Model archiving#

This notebook provides an summary of how DES models were shared. This uses Janssen et al (2020) methodology to classify model archiving. The summary breaks into the following categories: open science archives, online code repositories, personal or organisation websites, or an online platform. This is further summarise by models developed via code based tools or Visual Interative Modelling (VIM) software. The latter is typically a single file.

The notebook answers the following research question:

What methods, tools, and resources did authors use to share their computer models and code?

Data used in analysis#

The dataset is a subset of the main review - limited to models shared. The type of model shared is coded as Visual Interactive Modelling (VIM) based (e.g Anylogic, Simul8, Arena) versus CODE (e.g. Matlab, Python, SimPy, Java, R Simmer).

The data can be found here: https://raw.githubusercontent.com/TomMonks/des_sharing_lit_review/main/data/bp_audit.zip

1. Imports#

1.1. Standard#

import pandas as pd
import numpy as np

1.2 Preprocessing#

from preprocessing import load_clean_bpa, drop_columns

2. Constants#

FILE_NAME = 'https://raw.githubusercontent.com/TomMonks/' \
    + 'des_sharing_lit_review/main/data/bp_audit.zip'

3. Analysis functions#

A number of simple functions to conduct the analysis and format output.

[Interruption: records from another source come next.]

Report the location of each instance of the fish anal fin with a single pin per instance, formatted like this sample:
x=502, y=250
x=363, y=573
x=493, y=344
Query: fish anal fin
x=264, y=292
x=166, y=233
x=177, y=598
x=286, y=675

def get_counts(df, column):
    '''
    For a specified column return a Dataframe containing two columns
    methods and counts.  The methods are unique and the n represents
    the number of instances in the dataset.
    
    Params:
    ------
    df: pd.DataFrame
        The pandas dataframe containing the cohort of interest
        
    columns: str
        The column containing the values to count.
        
    Returns:
    -------
    pd.DataFrame 
    
    '''
    method = df[~df[column].isna()][column]
    unique_elements, counts_elements = np.unique(method, return_counts=True)
    unique_elements, counts_elements = pd.DataFrame(unique_elements), \
                                        pd.DataFrame(counts_elements)
    results = pd.concat([unique_elements, counts_elements], axis=1)
    results.columns = ['method', 'n']
    return results.set_index('method').sort_values('n', ascending=False)

def get_model_format_summary(model_format, df_code, df_vim, category):
    code = get_counts(df_code, model_format)          
    vim = get_counts(df_vim, model_format)       
    comb = pd.concat([code, vim], axis=1)
    comb.columns = ['CODE', 'VIM']
    comb = comb.fillna(0).astype('int')
    comb['category'] = category
    comb = comb.reset_index()
    return comb.set_index(['category', 'method'])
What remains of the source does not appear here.